What You Do When You Can’t Escape: 2nd Wave Safety Behaviours
Anyone wrestling with GAD, OCD, Social Anxiety, or any anxiety disorder for that matter, quickly identifies a ‘symptom profile’. This profile usually includes a relatively developed understanding of their primary ‘safety behaviours’. These are usually 1 or 2 obvious activities that provide immediate reassurance from building anxiety.
Seeing as the anxiety response finds its most natural outworking in escape, most primary safety behaviours are also escape orientated: I often walk my parents-in-laws dog in some deep woods populated with rabbits. You can see them laying still in the grass until the anxiety of the approaching dog reaches a peak and they shoot off for their burrows at lightning speed. So too with those suffering social anxiety who often wait in a public environment for as long as they can manage before the anxiety become intolerable and they make haste to the exits. OCDers do the same thing but their escape is to their compulsions and the GAD’s to their ruminations.
Escape is the most understandable expression of an anxiety problem. Because these behaviours are so familiar and ‘safe’ they become almost automatic. Of course the sufferer has to work hard to postpone the responses or overcome them if they are to recover, but only in rare cases do they have cause for concern about the behaviour itself.
The question I want to address here is one raised by several Christians who have found themselves surprised by a secondary range of safety behaviours. These are far less familiar and come into play when their primary safety behaviour is unavailable to them. In short, what happens when you can’t escape?
Because of the irregularity of their use, many anxiety sufferers find themselves completely bemused, and sometimes completely ashamed of what they do with seemingly little control over events.
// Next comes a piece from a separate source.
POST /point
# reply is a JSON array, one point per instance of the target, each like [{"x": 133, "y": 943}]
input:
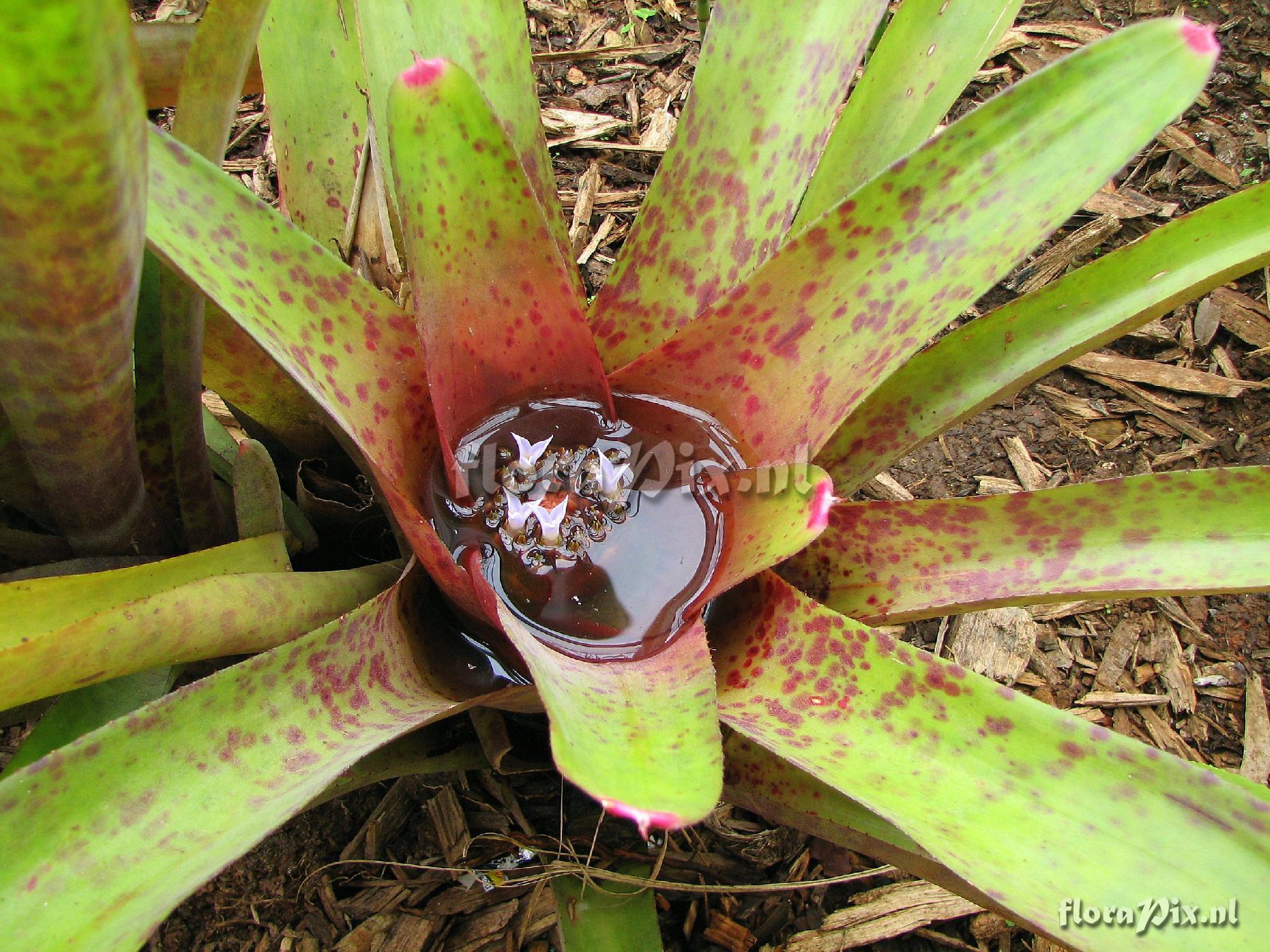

If you go back to the rabbits in the woods, when all escape routes are closed, they may attack, feign death, or even affection towards the dog.
If we can equate powerful anxiety to the proximity of death (after all this is biological function) we can see the logic in these illogical 2nd wave safety behaviours which so often appear to orientate themselves around comfort: Comfort eating, Comfort sex or pornography, tantrums/emotional manipulation to illicit comfort from others or self-harm/self –injury to illicit sympathy and attention. It is quite a serious list when you look at it and it's clear why so may Christians have expressed their dismay when these things have taken hold.
Of course the apparently tangential nature of these behaviours means that they are not being associated with anxiety, therefore individuals are ill prepared to deal with them when they arise. If we are to defend against these pernicious 2nd wave safety behaviours, which clearly have moral implications then it is essential that the anxiety and not the morality are addressed in the first instance. None of the individuals I have counselled on this issue are of morally questionable yet they all described an overwhelming experience within which they 'found themselves' doing what they knew they must not do. Recovery comes through CBT approaches to dealing with the anxiety and E & RP (Exposure and Response Prevention). More about these tools can be found in the anxiety section of this site.
I am reminded of the value of 1 Peter 5:8, “Be alert and of sober mind. Your enemy the devil prowls around like a roaring lion looking for someone to devour.” Anxiety can be like a form of drunkenness where the urge to escape can overwhelm principles and values. It is at the place of being overwhelmed that spiritual opposition is greatest. If this resonates with you try to talk through your experiences with a trusted Christian friend. If you are able, put safeguards in place that mean if escape is not available to you (and remember escape is not recovery) you do not default into an altogether more dangerous safety behaviour.